Artist statement. Natalya Reznik

It happened so, that in my childhood I got seriously ill and this influenced my whole life. I stayed in hospital for a long time and my life changed after that upside down. I was forbidden to run, jump, go to school, I had to lie in bed for long time, being home or at hospital. After that I was not able to play with my peers. I spent all the time with my family and especially with my grandmother and grandfather. They were in their late 70-s and they were deeply disappointed in life, like the majority of impoverished and displaced elderly people in postsoviet Russia. Also they had serious health problems and suffered a lot. But they did still believe in a good future. It gave them force to live and survive.

At that time I started to understand the problems of old people better. As for the problems of young people, I considered their problems stupid. Since then I feel more in common with elderly people, I understand them better, than the youth.

On the project Virtual acquaintances I worked in collaboration with my husband Denis Davydov. We focused on the research of the phenomenon of virtual acquaintances among elderly people. Over the period of shooting we lived in Prague (Czech Republic) and mainly took pictures of our compatriots. They were elderly people who have moved to Prague for the better life and job. At the same time they wanted to meet there their soul-mates. The stories of these people tell us about their failures and sufferings, whereas they still believe that the world will change when they meet the special person. During the making of the project I interviewed the participants in order to know who they wanted to meet. After that I painted the portraits of desired second-halfs on the displays of the PCs or TVs. I painted it by aniline colors on the positives (photopainting).

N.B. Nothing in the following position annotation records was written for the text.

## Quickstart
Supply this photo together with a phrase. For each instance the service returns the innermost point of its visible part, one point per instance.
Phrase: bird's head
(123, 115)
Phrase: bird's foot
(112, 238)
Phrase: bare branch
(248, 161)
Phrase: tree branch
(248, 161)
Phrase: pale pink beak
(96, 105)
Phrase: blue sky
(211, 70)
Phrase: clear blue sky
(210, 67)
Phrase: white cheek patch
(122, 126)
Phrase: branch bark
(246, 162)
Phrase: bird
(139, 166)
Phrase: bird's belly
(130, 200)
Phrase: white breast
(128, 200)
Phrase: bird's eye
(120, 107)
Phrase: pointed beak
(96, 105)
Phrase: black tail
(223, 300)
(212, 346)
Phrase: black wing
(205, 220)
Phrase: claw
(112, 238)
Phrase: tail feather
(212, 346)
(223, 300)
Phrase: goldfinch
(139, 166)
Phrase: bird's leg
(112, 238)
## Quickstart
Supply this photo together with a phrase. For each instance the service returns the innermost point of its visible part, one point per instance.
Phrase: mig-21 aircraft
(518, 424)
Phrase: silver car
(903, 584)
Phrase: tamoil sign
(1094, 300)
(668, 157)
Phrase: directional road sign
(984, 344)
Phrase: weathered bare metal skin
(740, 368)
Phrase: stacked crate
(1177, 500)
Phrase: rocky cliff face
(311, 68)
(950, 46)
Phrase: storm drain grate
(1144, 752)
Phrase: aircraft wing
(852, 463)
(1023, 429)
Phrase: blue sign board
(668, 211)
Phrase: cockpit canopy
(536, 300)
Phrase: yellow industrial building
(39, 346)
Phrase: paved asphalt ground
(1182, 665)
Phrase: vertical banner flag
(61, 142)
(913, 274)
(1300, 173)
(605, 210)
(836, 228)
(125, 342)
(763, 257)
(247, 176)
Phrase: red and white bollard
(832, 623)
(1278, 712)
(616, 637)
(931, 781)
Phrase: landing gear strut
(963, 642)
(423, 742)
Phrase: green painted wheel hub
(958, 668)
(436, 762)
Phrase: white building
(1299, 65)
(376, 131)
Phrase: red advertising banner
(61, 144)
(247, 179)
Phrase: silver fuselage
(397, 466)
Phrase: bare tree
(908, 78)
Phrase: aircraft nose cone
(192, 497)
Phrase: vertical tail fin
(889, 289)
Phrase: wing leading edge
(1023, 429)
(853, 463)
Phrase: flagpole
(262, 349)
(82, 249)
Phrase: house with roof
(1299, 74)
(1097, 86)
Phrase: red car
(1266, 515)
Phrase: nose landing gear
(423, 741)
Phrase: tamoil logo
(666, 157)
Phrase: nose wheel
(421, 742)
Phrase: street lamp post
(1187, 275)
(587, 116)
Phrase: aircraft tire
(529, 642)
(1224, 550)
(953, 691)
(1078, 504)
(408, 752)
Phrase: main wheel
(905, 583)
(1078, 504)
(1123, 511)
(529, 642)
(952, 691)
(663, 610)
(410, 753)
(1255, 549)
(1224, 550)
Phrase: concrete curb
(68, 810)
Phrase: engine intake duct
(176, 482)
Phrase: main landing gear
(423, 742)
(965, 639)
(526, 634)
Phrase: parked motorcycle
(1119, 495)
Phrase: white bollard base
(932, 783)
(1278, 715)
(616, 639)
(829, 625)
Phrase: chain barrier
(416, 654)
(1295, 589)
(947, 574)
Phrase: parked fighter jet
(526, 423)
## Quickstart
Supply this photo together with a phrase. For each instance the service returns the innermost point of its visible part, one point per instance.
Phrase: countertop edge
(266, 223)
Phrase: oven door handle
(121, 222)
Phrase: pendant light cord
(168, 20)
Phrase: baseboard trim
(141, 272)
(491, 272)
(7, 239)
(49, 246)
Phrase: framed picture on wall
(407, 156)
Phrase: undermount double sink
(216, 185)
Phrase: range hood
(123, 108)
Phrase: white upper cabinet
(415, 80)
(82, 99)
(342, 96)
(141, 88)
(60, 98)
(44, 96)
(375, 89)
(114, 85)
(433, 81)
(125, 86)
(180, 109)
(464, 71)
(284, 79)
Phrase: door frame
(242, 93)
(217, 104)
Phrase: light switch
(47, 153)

The project Needful things was inspired by a Stephen King’s novel “Needful things” (it was also done in collaboration with my husband). Things in the modern world have become a religion, relationships with things have substituted relationships with people. Our grandfathers and grandmothers listen to radio or watch TV, where tender voices of broadcasters tell them about new “miracle“ things. These things are said to save from senium, illnesses, they can bring back their health, youth and beauty. Elderly people spend their last money on new gadgets. Even if one particular thing does not help, people still believe that the next one they buy definitely will. Maybe it is because everybody needs somebody or something to love, everybody wants to believe.

In the story about Sanatorium I investigated the place called sanatorium Obuchovsky (near Yekaterinburg) in which dream is closely interwoven with reality. Hard-working middle-aged women, who go there for a rest, dream about meeting a prince and feeling like princesses, at least for a while. When I visited this sanatorium, I was excited about its strange architecture and weird atmosphere. I visited this sanatorium several times and had opportunities to communicate with people and to observe their longing for dream and love.

In the ongoing project about my granny called Aging I have scrutinized the life of my grandmother. Her name is Nadezda, she is 87 and she lives with my family. She feels disgust towards her changed physiology, infirm body and illnesses. She has desire to love and to be loved – and at the same time she feels being unworthy of it. She constantly feels being offended because she thinks that people have the laugh of her, because her weakness. Sometimes she says that she hates herself. This project is a kind of communication for us, because it is hard to communicate to her this time because she is almost blind and deaf. In spite of it, I understand her feelings very well. I often feel myself old. And in my pictures I try to talk about topics which are important for me too.